You are not alone. Even though you have dealt with anxiety in the past, it is very common to experience it when you are starting something brand new, like a ‘first “big girl” job.’ I can remember when I started a big new job on Wall Street in New York. I had never lived in such a big city and I had never lived by myself and I was worried about the job, too. I had no experience with the work in a brokerage firm. My background was child development.
You interviewed for the job and you got it and you got it because the person interviewing you felt you were the best candidate for the job. They wouldn’t have hired you if they had questions about whether or not you could be successful in the job. So they have faith in you and you just need to have faith in yourself. Once you get through that first day you will be fine. I am certain you are going to do a great job and will be a big success.

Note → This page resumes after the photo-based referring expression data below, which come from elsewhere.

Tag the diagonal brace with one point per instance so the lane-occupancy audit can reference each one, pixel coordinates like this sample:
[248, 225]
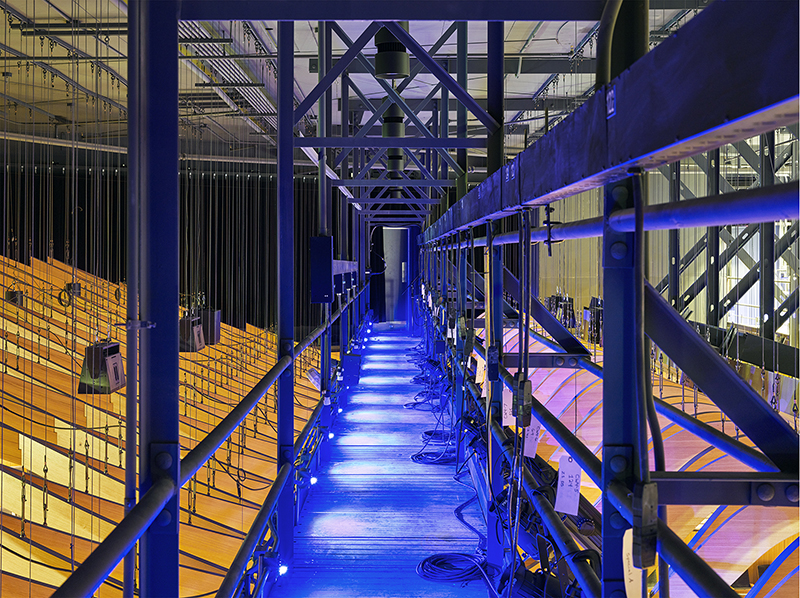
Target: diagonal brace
[754, 416]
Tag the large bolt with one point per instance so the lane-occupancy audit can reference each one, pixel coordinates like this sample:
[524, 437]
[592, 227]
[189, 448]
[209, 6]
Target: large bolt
[163, 460]
[765, 492]
[164, 518]
[619, 250]
[618, 463]
[618, 521]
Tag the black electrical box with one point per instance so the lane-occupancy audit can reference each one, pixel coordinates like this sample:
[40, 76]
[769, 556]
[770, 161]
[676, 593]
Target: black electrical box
[15, 297]
[321, 269]
[210, 320]
[351, 368]
[102, 370]
[493, 363]
[191, 332]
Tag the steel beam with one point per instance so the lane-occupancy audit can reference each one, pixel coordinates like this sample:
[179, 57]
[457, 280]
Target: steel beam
[778, 202]
[403, 142]
[726, 488]
[154, 99]
[705, 68]
[430, 10]
[371, 183]
[285, 283]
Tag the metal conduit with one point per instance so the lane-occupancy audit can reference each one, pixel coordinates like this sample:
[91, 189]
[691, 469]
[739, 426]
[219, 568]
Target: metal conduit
[85, 580]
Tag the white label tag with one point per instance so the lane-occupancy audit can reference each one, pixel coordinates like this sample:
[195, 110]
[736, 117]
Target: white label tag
[532, 434]
[568, 495]
[508, 412]
[634, 578]
[480, 374]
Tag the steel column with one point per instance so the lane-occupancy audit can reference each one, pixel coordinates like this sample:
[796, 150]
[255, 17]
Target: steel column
[132, 277]
[462, 51]
[324, 203]
[624, 424]
[766, 322]
[495, 94]
[712, 249]
[154, 101]
[674, 273]
[285, 282]
[444, 129]
[493, 294]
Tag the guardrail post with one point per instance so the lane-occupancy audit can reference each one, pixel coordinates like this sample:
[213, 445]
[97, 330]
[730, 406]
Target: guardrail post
[285, 286]
[154, 102]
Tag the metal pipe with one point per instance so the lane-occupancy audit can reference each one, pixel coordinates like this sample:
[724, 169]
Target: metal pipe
[586, 576]
[254, 535]
[605, 34]
[85, 580]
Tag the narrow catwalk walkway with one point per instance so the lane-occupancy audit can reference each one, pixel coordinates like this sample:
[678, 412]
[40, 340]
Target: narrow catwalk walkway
[375, 514]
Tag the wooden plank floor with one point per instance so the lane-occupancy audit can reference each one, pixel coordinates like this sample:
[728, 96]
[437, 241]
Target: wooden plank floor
[374, 514]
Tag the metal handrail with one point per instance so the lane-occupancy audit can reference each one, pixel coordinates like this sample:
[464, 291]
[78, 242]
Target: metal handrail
[697, 574]
[85, 580]
[231, 584]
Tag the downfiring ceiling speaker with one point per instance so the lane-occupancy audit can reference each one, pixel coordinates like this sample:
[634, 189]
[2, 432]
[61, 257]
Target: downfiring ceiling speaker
[391, 61]
[393, 126]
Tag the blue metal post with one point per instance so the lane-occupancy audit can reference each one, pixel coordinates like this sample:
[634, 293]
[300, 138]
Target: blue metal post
[623, 419]
[154, 102]
[285, 286]
[767, 236]
[495, 76]
[461, 109]
[132, 277]
[674, 271]
[493, 316]
[712, 248]
[324, 217]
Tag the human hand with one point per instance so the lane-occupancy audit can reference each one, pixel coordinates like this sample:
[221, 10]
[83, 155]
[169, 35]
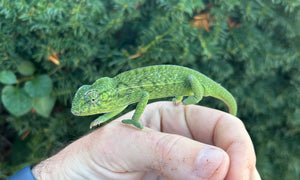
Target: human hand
[178, 142]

One tool that I have used to help me get into a positive frame of mind when I have concerns in my life is to keep a gratitude journal. Every night before I go to sleep, I write down three things in my journal that I am grateful for that day. It can be as simple as someone holding open a door for you, a good meal, someone letting you go in front of them in the grocery store line, etc. It’s OK to repeat things, for instance, a few times a week I might write down the great meal my husband made. It’s a great way to fall asleep thinking of positive things instead of worrying.

I hope that this has been helpful to you, and I wish you a great deal of luck as you start this new job. Think positive. I am a great believer in that.

I would love to hear how things work out for you. I’ll be thinking of you.